Rolls Royce 102EX
It's the ultimate expression of the electric car – and we've driven it
It’s easy to knock this electric Roller as pie in the sky, but that’s the point of experimental cars. The battery pack almost recreates the Rolls-Royce wafting driving style and the silent driveline adds to the sybaritic appeal, but the cost, limited range and long recharging time, torpedo the practicality. Perhaps a range extender will be the ultimate answer. They’ll need to work on the steering, but the blue-lit Spirit of Ecstasy is a sure fire hit.
Find the idea of a family hatchback that plugs into the mains electricity supply a little hard to get used to? Then how about a 2.7-tonne limousine?
Meet the 102EX, Rolls-Royce’s latest experimental car, which swaps its BMW-derived V12 engine and six-speed automatic gearbox for a 640kg lithium-ion battery pack and two motors from the Tesla electric sports car. Engineered by Lotus Engineering, the Phantom is embarking on a year-long world tour and Auto Express grabbed a turn at the wheel before it left.
The 5.84-metre limousine nails its electric colours to the mast with its special iridescent turquoise paint, which uses nano-ceramic particles to give a lustrous shine. In the cabin, there’s an experimental leather floor and vegetable-dyed leather upholstery, which looks and feels lovely, but needs to be proven in the long term before it is adopted for production. To top things off, Charles Sykes’s Spirit of Ecstasy has been remade in plastic with an eerie blue light underneath.
Lift the bonnet and instead of oily mechanicals, there is a 96-cell advanced lithium-ion battery housed in five separate packs to make the maximum use of the engine bay. The motors are mounted above the rear axle, driving a conventional differential unit cleverly swung through 90 degrees. The raw figures don’t make promising reading, with the 71kWh battery giving a scant 124-mile range before needing a 24-hour recharge from a household supply. Top speed is limited to 100mph and the battery pack, with its theoretical life of three years costs by our estimate, over £100,000.

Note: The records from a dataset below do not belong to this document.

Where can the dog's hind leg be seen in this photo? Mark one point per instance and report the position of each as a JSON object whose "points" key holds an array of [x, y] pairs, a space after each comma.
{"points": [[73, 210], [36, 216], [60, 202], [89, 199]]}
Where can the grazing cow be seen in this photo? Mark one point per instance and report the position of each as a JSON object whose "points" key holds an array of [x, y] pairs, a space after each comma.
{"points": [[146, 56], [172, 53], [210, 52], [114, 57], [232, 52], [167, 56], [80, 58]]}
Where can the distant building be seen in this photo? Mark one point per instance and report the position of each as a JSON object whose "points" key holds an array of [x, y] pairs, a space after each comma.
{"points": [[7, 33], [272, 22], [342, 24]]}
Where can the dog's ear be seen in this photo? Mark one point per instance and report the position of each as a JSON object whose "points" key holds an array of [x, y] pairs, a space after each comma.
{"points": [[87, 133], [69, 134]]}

That’s the not-so good stuff, but on the plus side, the combination of battery and twin electric motors effectively replicates the power and torque output from the standard Phantom’s 6.75-litre 453bhp/720Nm V12, while adding just 200kg to the kerb weight.

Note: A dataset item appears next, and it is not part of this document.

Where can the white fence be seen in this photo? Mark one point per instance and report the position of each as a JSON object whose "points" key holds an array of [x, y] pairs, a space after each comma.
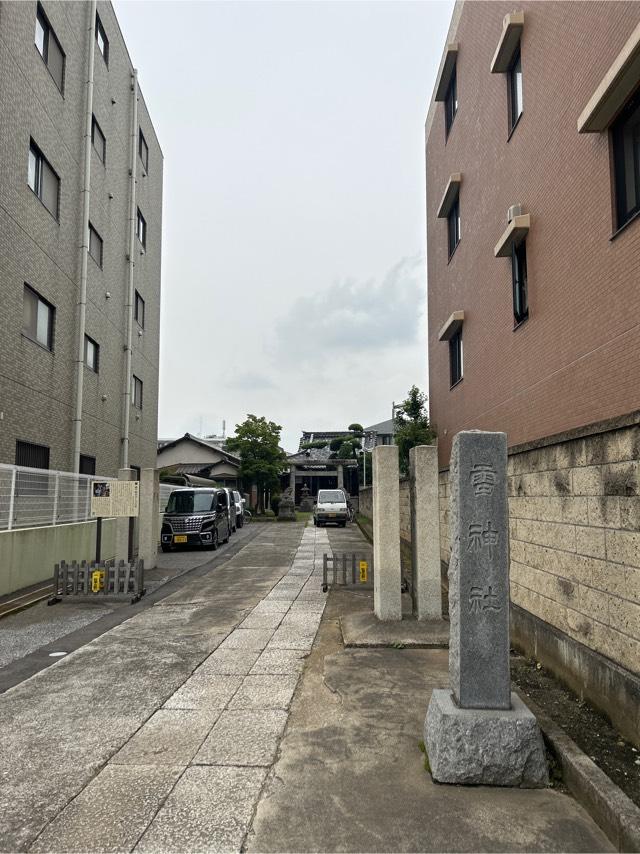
{"points": [[33, 498]]}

Behind the wheel, the Rolls presents a subtly different face from the standard car, with the backgrounds to the instrument dials matching the exterior paint, while a battery-charge indicator replaces the fuel gauge and the infamous power reserve meter is adapted to indicate over-run recharging.
The starter button prepares the systems; moving the steering column gearchange quadrant into Drive gets the vehicle underway. Well it should, but the system has no creep built in, so the vehicle will roll backwards despite being in Drive. Once under way, however, the driveline is almost silent, although the big tyres make some contribution to the cabin ambience.

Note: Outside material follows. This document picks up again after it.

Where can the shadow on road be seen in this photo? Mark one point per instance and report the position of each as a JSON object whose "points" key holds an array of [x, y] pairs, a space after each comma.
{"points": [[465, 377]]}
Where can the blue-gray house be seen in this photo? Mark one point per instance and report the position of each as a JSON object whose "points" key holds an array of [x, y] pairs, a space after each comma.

Performance is more than enough to spirit the 2.7-tonne saloon up the national limit, although in spite of the extra sound proofing used, the driveline whirrs audibly. Lifting off the throttle allows the big car to roll gently onwards, although the Low gear button on the steering wheel increases the recharging amps and slows progress rather more than you’d want.
Unfortunately we were quickly overtaken by range anxiety and with the battery reserve indicator heading south of a quarter charge, we headed back to Rolls' Goodwood factory. A 24-hour recharge off a domestic supply is clearly ludicrous, but Rolls-Royce is also debuting a wireless induction charging system, where the vehicle is parked over an induction pad, or three-phase recharging; both these alternatives can reduce recharging times to less than eight hours, which is still too high.
Despite Rolls-Royce’s hopes, you are always aware you are in something different from the standard V12 vehicle, which is so well engineered and refined it’s difficult to better. The 102EX’s steering isn’t as finely engineered and the power delivery isn’t quite as seamless and unburstable, but it is a fine achievement nevertheless. It’s the limitations of battery-electric technology rather than a fault with this Phantom's engineering that might relegate this experimental car to the museum of hopeful failures.